His current top pick, Corus Entertainment Inc. , has a similar story in some respects. The company has record free cash flow, and earlier this month raised its dividend in advance of expectations.
The difference, Mr. McFadgen said, is on the growth side. “Corus has a number of growth initiatives on the way that I think could result in higher earnings,” he said.
On the flipside, he said companies facing a major shake-up from the advent of digital media can pose a danger. For example, he’s been a long-time bear on Yellow Media Inc. , whose stock has shed about two-thirds of its value this year.
“He did a great job of warning people off that one,” Mr. Gaumer said. “It has the signs of a perfect value trap.”
Mr. McFadgen believes cash flow and dividend potential will continue to be a key driver for media stocks over the next year, as prospects for growth in the group are generally slim.
“Growth is slowing, but free cash flow is accelerating. They all have really strong balance sheets, and they’re all raising dividends,” he said.
“The valuations are not high.

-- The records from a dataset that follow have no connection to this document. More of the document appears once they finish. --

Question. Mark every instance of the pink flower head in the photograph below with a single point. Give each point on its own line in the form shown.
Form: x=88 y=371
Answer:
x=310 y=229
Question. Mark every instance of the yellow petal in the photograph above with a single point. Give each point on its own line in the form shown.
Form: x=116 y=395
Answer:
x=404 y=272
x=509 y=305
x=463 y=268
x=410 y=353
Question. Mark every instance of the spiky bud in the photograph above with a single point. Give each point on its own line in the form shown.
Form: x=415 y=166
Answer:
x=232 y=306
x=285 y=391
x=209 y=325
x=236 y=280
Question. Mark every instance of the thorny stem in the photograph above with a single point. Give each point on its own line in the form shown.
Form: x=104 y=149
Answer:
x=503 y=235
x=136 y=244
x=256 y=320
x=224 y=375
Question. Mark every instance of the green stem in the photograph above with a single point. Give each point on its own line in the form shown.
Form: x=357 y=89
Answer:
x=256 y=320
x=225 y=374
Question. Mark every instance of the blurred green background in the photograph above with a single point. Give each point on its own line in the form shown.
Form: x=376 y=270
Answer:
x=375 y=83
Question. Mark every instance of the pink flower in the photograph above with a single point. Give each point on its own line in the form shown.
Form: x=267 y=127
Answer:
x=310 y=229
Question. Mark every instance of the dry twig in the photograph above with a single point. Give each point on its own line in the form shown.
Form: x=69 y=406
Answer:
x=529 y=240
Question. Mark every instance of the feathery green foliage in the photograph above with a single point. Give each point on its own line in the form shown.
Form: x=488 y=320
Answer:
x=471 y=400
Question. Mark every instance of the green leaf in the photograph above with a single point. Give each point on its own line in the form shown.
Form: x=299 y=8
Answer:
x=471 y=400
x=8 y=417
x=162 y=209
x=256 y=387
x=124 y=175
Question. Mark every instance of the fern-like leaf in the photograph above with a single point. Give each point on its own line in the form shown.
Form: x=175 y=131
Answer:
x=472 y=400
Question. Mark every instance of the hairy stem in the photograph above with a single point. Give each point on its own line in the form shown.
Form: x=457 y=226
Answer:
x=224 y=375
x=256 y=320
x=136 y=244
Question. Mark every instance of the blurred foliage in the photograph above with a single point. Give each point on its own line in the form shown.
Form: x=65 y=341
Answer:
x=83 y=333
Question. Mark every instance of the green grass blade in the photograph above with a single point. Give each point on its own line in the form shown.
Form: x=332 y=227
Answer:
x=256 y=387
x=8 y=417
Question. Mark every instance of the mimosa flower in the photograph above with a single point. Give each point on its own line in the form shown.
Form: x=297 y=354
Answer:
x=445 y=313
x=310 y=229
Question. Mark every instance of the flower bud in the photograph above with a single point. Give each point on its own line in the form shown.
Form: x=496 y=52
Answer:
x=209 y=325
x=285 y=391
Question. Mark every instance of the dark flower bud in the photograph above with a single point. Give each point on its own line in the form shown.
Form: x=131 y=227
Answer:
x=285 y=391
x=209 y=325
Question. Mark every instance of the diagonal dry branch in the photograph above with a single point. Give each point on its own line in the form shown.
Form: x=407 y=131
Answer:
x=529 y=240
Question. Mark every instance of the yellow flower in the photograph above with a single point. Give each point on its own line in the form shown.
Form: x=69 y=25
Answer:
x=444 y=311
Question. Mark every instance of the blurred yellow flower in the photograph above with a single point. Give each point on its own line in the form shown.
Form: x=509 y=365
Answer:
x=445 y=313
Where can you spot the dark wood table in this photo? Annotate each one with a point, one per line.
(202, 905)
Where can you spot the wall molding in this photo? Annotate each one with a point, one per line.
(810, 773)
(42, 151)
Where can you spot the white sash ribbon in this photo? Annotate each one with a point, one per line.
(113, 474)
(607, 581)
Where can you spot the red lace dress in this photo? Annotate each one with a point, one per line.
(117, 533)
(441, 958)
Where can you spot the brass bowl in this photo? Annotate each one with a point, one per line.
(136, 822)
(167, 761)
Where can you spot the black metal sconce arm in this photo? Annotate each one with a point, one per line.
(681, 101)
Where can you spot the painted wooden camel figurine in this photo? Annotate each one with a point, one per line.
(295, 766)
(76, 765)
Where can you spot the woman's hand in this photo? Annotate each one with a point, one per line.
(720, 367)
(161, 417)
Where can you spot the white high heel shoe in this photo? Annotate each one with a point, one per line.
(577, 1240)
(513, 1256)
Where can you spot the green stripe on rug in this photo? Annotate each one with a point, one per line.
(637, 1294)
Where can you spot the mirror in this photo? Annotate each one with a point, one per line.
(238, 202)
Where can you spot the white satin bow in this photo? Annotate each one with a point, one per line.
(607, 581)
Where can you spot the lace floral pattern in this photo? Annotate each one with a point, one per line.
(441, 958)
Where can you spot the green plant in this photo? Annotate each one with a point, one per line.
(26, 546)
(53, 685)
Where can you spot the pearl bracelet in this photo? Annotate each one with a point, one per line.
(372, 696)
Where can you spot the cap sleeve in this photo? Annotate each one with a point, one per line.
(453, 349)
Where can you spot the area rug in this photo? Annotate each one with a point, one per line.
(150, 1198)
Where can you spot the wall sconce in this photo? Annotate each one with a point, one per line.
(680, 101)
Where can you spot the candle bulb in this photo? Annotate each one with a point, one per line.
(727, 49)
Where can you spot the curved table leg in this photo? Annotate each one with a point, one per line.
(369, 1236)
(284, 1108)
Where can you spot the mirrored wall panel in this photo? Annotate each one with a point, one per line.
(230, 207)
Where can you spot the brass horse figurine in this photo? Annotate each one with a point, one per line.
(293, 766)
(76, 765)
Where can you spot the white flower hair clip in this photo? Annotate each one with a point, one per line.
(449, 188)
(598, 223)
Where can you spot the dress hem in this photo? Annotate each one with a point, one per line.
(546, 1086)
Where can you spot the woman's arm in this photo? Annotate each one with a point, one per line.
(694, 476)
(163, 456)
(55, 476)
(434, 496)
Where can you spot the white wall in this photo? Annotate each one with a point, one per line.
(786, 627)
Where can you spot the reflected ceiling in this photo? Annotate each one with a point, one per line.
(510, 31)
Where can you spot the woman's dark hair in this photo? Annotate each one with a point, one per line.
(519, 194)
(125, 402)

A lot of these stocks are trading in the five-times EBITDA range, which if you go back historically over the past 15 years, is pretty low,” he said. “The companies are not expensive.
“What we need is a better capital market environment than what we have right now,” he said. “These stocks are also highly sensitive to the economy. If the economy picks up, the earnings will pick up and the multiples will expand.”
“I would focus on companies that have large exposure to television or Internet,” he said. “The challenges are going to be on the newspaper side and radio. If you have a company with large exposure to that, you’ve got to look at it differently.”